Como essa história começou, ninguém sabe ao certo. Mas reza a lenda que um médico alemão fez a seguinte descoberta: após consumirem alimentos crus, pacientes com leucocitose, um distúrbio que leva ao aumento dos leucócitos (as células de defesa do organismo), apresentaram uma diminuição no seu contingente. Ora, a diminuição dos leucócitos só acontece quando o corpo está com seu sistema imunológico fortalecido, a ponto de dispensar parte dos seus protetores naturais. Daí que o tal médico alemão chegou à conclusão de que a comida crua fortaleceria o sistema imunológico. Detalhe: nada disso jamais foi comprovado cientificamente. Mas o mito pegou.
Em 1984, a mania da comida crua – ou crudivorismo – se popularizou graças à escritora Leslie Kenton, que lançou o best seller Raw Energy. Segundo a autora, uma dieta baseada em alimentos crus serviria para prevenir doenças degenerativas, retardar os efeitos do tempo, conferir energia e equilíbrio ao corpo. De lá pra cá, a raw food entrou e saiu de moda várias vezes, sempre com a promessa de melhorar a saúde e desintoxicar o corpo.
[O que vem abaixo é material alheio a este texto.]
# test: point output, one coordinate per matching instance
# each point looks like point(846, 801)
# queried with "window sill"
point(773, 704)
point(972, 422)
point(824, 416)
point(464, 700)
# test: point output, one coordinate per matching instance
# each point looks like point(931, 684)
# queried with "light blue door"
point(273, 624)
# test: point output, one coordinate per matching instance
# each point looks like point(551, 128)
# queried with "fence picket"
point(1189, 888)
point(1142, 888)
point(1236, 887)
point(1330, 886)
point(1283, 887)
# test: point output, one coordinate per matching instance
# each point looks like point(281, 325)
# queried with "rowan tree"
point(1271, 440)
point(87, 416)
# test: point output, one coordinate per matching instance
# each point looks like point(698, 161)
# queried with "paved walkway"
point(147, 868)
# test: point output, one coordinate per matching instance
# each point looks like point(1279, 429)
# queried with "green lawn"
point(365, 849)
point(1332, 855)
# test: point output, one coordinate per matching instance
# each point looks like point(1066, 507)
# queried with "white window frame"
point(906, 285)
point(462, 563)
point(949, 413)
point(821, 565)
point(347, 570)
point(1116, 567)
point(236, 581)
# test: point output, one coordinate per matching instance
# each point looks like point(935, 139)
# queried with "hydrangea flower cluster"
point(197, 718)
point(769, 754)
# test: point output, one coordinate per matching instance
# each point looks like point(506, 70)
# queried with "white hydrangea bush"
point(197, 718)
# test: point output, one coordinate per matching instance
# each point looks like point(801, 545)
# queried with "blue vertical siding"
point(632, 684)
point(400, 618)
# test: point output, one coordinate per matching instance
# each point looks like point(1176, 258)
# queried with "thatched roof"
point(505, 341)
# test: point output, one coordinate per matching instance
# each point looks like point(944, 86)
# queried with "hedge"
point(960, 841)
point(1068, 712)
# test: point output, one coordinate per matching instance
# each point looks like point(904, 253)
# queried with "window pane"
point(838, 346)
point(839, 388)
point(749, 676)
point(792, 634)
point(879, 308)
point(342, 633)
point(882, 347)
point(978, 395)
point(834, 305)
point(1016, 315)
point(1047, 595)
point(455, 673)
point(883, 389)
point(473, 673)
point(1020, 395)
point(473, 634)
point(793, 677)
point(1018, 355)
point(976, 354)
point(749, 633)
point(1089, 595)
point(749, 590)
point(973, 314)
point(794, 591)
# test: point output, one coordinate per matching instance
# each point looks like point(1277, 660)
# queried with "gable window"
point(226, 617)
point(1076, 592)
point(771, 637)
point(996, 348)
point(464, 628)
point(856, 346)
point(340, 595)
Que o crudivorismo tem lá suas virtudes, isso tem. Afinal, submeter vegetais ao calor do cozimento rouba até 60% de suas substâncias benéficas. A questão é que os macronutrientes, como proteínas, gorduras e carboidratos, essenciais à saúde, ficam de fora dessa dieta. Tudo o que o crudivorismo tem a oferecer são os micronutrientes, caso de vitaminas e sais minerais que, sim, contam (e muito) para a boa nutrição. Só eles, porém, não bastam. “Os crus tanto podem pavimentar o caminho para a boa saúde como levar a um quadro de desnutrição”, resume o nutrólogo Eric Slywitch, de São Paulo. “Para alcançar um equilíbrio, deve-se consumir também feijões, ervilha, lentilha e grão-de-bico, que fornecem proteínas e calorias.”
Quando o calor não faz mal
Nem sempre o calor é responsável por eliminar nutrientes dos alimentos. No caso do betacaroteno (cenoura, abóbora, batata-doce, couve, mamão e caqui) e do licopeno (tomate em forma de molho, e goiaba vermelha e melancia preparadas como geleias), os alimentos ganham mais nutrientes quando submetidos a determinadas temperaturas. “O mesmo acontece com os fitoquímicos presentes nas folhas escuras e amargas, como almeirão e chicória, que devem ser refogados rapidamente”, diz o nutricionista Vanderlí Marchiori. A temperatura máxima permitida fica em torno de 42° C. “Os brócolis, como qualquer vegetal, devem ser cozidos com um mínimo de água, que, depois, pode ser aproveitada em outras preparações. Mas o ideal mesmo é consumi-los crus, bem picadinhos, em vinagretes, ou sobre pratos quentes, como macarrão e arroz. Uma boa dica é abafá-los um pouco com uma tampa para reter o calor e deixá-los mais macios.”
Acredite se quiser: feijão, lentilha, ervilha, grão-de-bico e trigo podem ser consumidos crus. Para experimentar, é só deixar leguminosas e cereais imersos em água, por horas ou mesmo dias a fio, dependendo do grão, em processo de germinação. Quando adquirirem consistência macia, nem precisa aquecer para consumir. “Em geral, esses alimentos apresentam uma pequena redução dos seus nutrientes”, avisa o nutrólogo Eric Slywitch. Embora até a batata possa ser consumida crua, o melhor é cozinhá-la. “Isso atenua seus fatores antinutricionais, aquelas substâncias que interferem na absorção dos nutrientes”, diz Marchiori.
Comer só alimentos crus pode levar a um quadro de desnutrição, já que eles não têm tudo de que o corpo necessita.